Frequency-Angle Two-Dimensional Reflection Coefficient Modeling Based on Terahertz Channel Measurement

TL;DR

This paper develops a new frequency-angle two-dimensional reflection coefficient model for THz channels based on extensive measurements, improving the accuracy of channel modeling by incorporating material-specific reflection properties.

Contribution

It introduces a modified Fresnel-based model using Lorenz and Drude models to better fit THz reflection data across frequencies and incident angles.

Findings

The model accurately fits measured reflection coefficients with low RMS error.

Reflection characteristics vary significantly with frequency and incident angle.

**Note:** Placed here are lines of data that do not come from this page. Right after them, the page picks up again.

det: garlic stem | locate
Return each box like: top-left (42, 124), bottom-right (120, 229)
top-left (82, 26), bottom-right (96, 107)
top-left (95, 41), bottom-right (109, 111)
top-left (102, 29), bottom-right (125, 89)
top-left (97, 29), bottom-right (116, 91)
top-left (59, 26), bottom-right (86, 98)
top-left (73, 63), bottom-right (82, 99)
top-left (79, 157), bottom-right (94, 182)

The model improves THz channel simulations for communication system design.

Abstract

Terahertz (THz) channel propagation characteristics are vital for the design, evaluation, and optimization for THz communication systems. Moreover, reflection plays a significant role in channel propagation. In this letter, the reflection coefficient of the THz channel is researched based on extensive measurement campaigns. Firstly, we set up the THz channel sounder from 220 to 320 GHz with the incident angle ranging from 10{\deg} to 80{\deg}. Based on the measured propagation loss, the reflection coefficients of five building materials, i.e., glass, tile, aluminium alloy, board, and plasterboard, are calculated separately for frequencies and incident angles. It is found that the lack of THz relative parameters leads to the Fresnel model of non-metallic materials can not fit the measured data well. Thus, we propose a frequency-angle two-dimensional reflection coefficient model by modifying the Fresnel model with the Lorenz and Drude model. The proposed model characterizes the frequency and incident angle for reflection coefficients and shows low root-mean-square error with the measured data. Generally, these results are useful for modeling THz channels.